This article about how the anti-vaccine and food movements have merged was written by Aaron Charlton, Ph.D., a science and medical blogger who works for a travel vaccine clinic called Away Clinic in Arizona. Aaron spent eight years in academia doing research on consumer behavior and obtained his Ph.D. in 2019 from the University of Oregon. In addition to working for Away Clinic, he maintains OpenMKT.org, a website aimed at improving quality and transparency in scientific journals within the discipline of marketing.

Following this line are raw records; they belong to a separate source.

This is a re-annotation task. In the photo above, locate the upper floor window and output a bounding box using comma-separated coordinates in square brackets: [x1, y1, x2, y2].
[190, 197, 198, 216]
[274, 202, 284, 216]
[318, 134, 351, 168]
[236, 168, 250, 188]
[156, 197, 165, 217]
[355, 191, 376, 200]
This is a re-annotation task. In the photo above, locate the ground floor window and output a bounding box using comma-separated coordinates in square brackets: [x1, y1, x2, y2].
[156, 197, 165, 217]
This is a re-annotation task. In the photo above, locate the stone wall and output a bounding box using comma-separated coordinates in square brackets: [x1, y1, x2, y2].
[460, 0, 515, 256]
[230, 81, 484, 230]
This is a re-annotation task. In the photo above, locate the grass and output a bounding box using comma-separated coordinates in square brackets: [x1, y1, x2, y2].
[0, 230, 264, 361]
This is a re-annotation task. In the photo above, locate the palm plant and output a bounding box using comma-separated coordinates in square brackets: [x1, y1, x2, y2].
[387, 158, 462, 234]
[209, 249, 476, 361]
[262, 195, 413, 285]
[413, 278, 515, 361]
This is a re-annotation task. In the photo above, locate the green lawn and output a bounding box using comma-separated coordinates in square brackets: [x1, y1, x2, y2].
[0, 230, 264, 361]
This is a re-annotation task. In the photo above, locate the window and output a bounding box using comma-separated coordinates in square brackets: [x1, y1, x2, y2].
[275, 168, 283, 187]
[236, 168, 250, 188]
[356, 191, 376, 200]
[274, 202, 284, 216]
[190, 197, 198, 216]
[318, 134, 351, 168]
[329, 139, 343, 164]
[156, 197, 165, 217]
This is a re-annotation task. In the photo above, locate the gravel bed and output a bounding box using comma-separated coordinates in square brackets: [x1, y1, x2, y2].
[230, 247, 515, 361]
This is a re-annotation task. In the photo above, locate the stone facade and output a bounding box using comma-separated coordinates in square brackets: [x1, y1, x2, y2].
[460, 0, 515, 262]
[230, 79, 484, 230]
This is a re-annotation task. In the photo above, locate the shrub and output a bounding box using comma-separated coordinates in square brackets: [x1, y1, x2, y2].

Aaron is sometimes quoted by the media on matters of scientific integrity.
Most people would agree that there are pros and cons to modern life. But one can reject less healthy aspects of modernity while accepting the things that make life better—one need not take an all-or-nothing approach. Yet, this is precisely what we often see in the natural food movement: reject modern food, reject vaccines. In this article, I look into why that is and what can be done about it.

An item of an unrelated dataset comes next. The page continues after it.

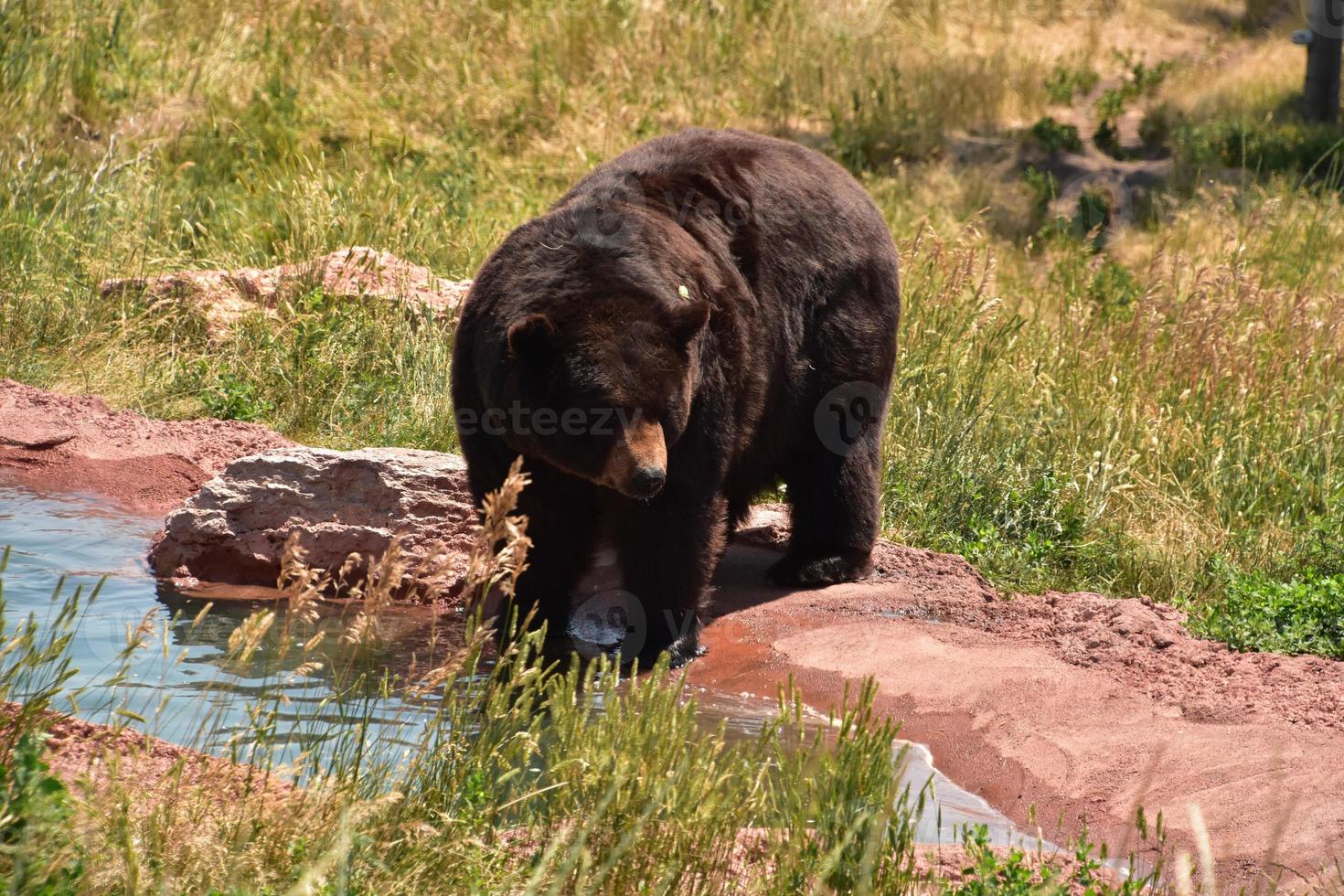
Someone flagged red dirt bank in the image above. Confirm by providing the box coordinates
[0,380,293,513]
[689,518,1344,885]
[0,380,1344,885]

It’s OK to question certain aspects of our modern food system
The natural food movement is sometimes criticized for rejecting things deemed safe by science, such as genetically modified foods, and for proposing solutions that may not scale up enough to feed our overpopulated world, such as eliminating feedlots and factory farms.
Rather than join in such criticisms, I would point out that even scientists sometimes push back against modernity, often with good reason. For example, Rachel Carson’s paradigm-shifting work, Silent Spring, helped stop the insane push to eradicate the world’s insect population with DDT. Carson was trained as a marine biologist and worked as a mainstream science writer when she published Silent Spring. It’s difficult to know what we are doing today that will be looked back on like DDT, so a bit of humility in this regard is probably warranted.
And while first-world countries are blessed with ample access to a vast variety of foods, something that has never really been true in our planet’s history, there are undoubtedly a few downsides. Consider skyrocketing obesity rates, for example.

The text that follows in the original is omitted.